ArXiv Database Project

Python tooling for loading the arXiv metadata snapshot into PostgreSQL, storing PDFs directly in the database, and running a PaddleOCR-VL pipeline (worker + visualization).

What you can do

Process arXiv papers end-to-end with a unified script (scripts/process_arxiv.py)
- Load metadata from JSONL into PostgreSQL
- Download PDFs directly into the database (BYTEA storage)
- Concurrent downloads with rate limiting
- Resume from where you left off automatically
Run a unified PaddleOCR-VL worker (GPU or CPU) with concurrent model workers (scripts/ocr_worker.py)
Extract text from PDFs with OCR and store results directly in the database
Visualize OCR layout boxes and extracted text side-by-side (scripts/visualize_ocr.py)
Quickly explore the metadata snapshot and plot year/version trends (fast_analysis.py)

Requirements

Python 3.8+
PostgreSQL 12+
~5GB disk for the metadata JSON
Database storage for PDFs (expect ~0.37MB average per paper)
Optional GPU for PaddleOCR-VL (install paddlepaddle-gpu instead of paddlepaddle)

Install dependencies:

python -m venv .venv && source .venv/bin/activate  # optional but recommended
pip install -r requirements.txt

requests, PyPDF2, pdf2image, reportlab, and PaddleOCR packages are needed for the OCR pipeline.

Recommendation

Use uv package manager for faster and more reliable installation.

Configuration

Set environment variables directly or create a .env file (loaded by scripts via python-dotenv):

Variable	Description	Default
`SQLALCHEMY_URL`	Full DB URL (overrides other DB vars)	`postgresql://user@/arxiv`
`DB_HOST`	Postgres host (`""` for Unix socket)	`""`
`DB_PORT`	Postgres port	`5432`
`DB_NAME`	Database name	`arxiv`
`DB_USER`	Database user	`postgres`
`DB_PASSWORD`	Database password	`""`
`ARXIV_DATA_PATH`	Path to the metadata JSONL snapshot	`./arxiv-metadata-oai-snapshot.json`
`DOWNLOAD_DELAY`	Seconds to sleep between PDF downloads	`3.0`

Note: PDFs are now stored directly in PostgreSQL as binary data (BYTEA). PDF_BASE_PATH is only used by legacy scripts.

Unix socket example:

DB_HOST=
SQLALCHEMY_URL=postgresql://your_user@/arxiv

TCP example:

DB_HOST=localhost
SQLALCHEMY_URL=postgresql://your_user:password@localhost:5432/arxiv

Database setup

createdb arxiv          # once
alembic upgrade head    # apply migrations (001, 002, 003, 004)

Migrations:

001: Initial schema (papers, categories, relationships)
002: PDF download tracking columns
003: PDF binary storage (BYTEA column for storing PDFs in database)
004: OCR results storage (JSONB column + processing status tracking)

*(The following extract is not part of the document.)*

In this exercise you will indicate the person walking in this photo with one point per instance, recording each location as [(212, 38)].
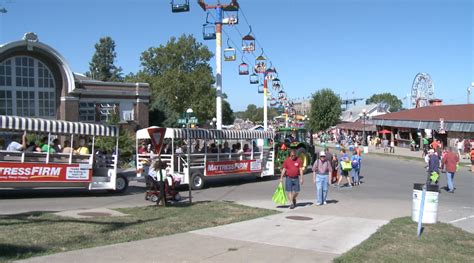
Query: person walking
[(433, 165), (293, 169), (344, 158), (472, 160), (334, 164), (321, 170), (355, 162), (450, 162)]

Unified Processing Pipeline (Recommended)

The process_arxiv.py script is the main entry point that handles metadata loading and PDF downloading in one go.

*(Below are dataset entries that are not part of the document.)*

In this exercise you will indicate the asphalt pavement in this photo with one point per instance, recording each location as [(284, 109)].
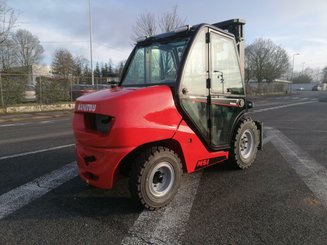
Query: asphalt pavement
[(33, 116)]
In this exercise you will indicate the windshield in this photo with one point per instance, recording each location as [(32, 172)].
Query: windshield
[(155, 63)]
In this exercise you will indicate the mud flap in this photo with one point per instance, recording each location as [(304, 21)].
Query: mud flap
[(260, 128)]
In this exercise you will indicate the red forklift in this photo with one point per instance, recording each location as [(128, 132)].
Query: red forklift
[(180, 106)]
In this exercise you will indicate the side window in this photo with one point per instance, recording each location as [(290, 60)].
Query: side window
[(195, 72), (136, 73), (163, 67), (226, 74), (193, 84)]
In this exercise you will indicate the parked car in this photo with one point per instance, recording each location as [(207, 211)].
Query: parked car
[(317, 87)]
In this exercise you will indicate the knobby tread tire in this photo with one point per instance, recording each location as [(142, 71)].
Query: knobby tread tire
[(235, 157), (143, 165)]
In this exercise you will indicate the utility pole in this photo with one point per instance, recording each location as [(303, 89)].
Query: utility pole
[(91, 45), (1, 93)]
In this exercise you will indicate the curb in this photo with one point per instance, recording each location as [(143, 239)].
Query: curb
[(36, 108)]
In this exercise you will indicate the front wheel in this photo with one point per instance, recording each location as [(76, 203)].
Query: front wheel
[(156, 176), (245, 144)]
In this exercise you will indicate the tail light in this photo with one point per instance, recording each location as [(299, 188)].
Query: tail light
[(98, 123)]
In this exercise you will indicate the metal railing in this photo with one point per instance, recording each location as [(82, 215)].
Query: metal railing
[(17, 89)]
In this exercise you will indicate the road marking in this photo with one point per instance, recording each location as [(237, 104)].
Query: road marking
[(167, 225), (23, 195), (35, 152), (36, 137), (281, 106), (311, 172), (32, 123)]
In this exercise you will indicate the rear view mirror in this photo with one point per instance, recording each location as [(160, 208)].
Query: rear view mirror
[(249, 104)]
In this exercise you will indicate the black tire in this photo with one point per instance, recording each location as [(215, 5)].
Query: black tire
[(155, 178), (245, 144)]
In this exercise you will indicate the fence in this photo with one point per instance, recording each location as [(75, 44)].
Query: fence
[(16, 89), (273, 88)]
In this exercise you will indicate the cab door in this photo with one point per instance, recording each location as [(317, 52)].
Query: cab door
[(211, 91), (226, 89), (193, 91)]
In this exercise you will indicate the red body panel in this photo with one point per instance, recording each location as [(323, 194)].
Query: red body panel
[(140, 116)]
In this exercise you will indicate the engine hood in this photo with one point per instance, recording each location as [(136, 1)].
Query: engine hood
[(122, 100), (139, 115)]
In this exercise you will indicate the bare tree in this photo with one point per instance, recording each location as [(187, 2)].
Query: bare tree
[(63, 63), (170, 20), (29, 51), (265, 60), (145, 25), (7, 21), (7, 55)]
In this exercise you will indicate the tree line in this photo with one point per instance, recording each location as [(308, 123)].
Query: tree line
[(20, 49), (265, 61)]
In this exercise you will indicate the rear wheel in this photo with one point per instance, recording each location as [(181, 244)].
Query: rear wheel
[(245, 144), (155, 178)]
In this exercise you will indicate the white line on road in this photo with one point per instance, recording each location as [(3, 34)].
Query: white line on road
[(35, 152), (167, 225), (31, 123), (36, 137), (311, 172), (23, 195), (281, 106)]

Starting from scratch (empty database)

# Process first 5000 papers (metadata + PDFs)
python scripts/process_arxiv.py --limit 5000 --workers 4

Resume from where you left off

# Continue processing 5000 MORE papers (auto-resumes)
python scripts/process_arxiv.py --limit 5000 --workers 4

The script automatically:

Checks what papers are already in the database
Skips those papers when reading the JSONL
Loads only NEW papers
Downloads PDFs for the new papers

Backfill missing PDFs

If you have papers in the database but some don't have PDFs:

# Check how many papers need PDFs
psql -d arxiv -c "SELECT COUNT(*) FROM arxiv_papers WHERE pdf_content IS NULL;"

# Download PDFs for papers that don't have them
python scripts/process_arxiv.py --skip-metadata --limit 3000 --workers 4

By default, backfill mode prioritizes papers that have never been attempted and skips rows that already have a recorded download error. To retry failed downloads explicitly:

python scripts/process_arxiv.py --skip-metadata --retry-download-errors --limit 3000 --workers 4

Common scenarios

Scenario 1: You have 4056 papers in DB, only 1294 have PDFs

# First, backfill the 2762 missing PDFs
python scripts/process_arxiv.py --skip-metadata --limit 2762 --workers 4

# Then continue loading new papers
python scripts/process_arxiv.py --limit 5000 --workers 4

Scenario 2: You want to load metadata only (no PDF downloads)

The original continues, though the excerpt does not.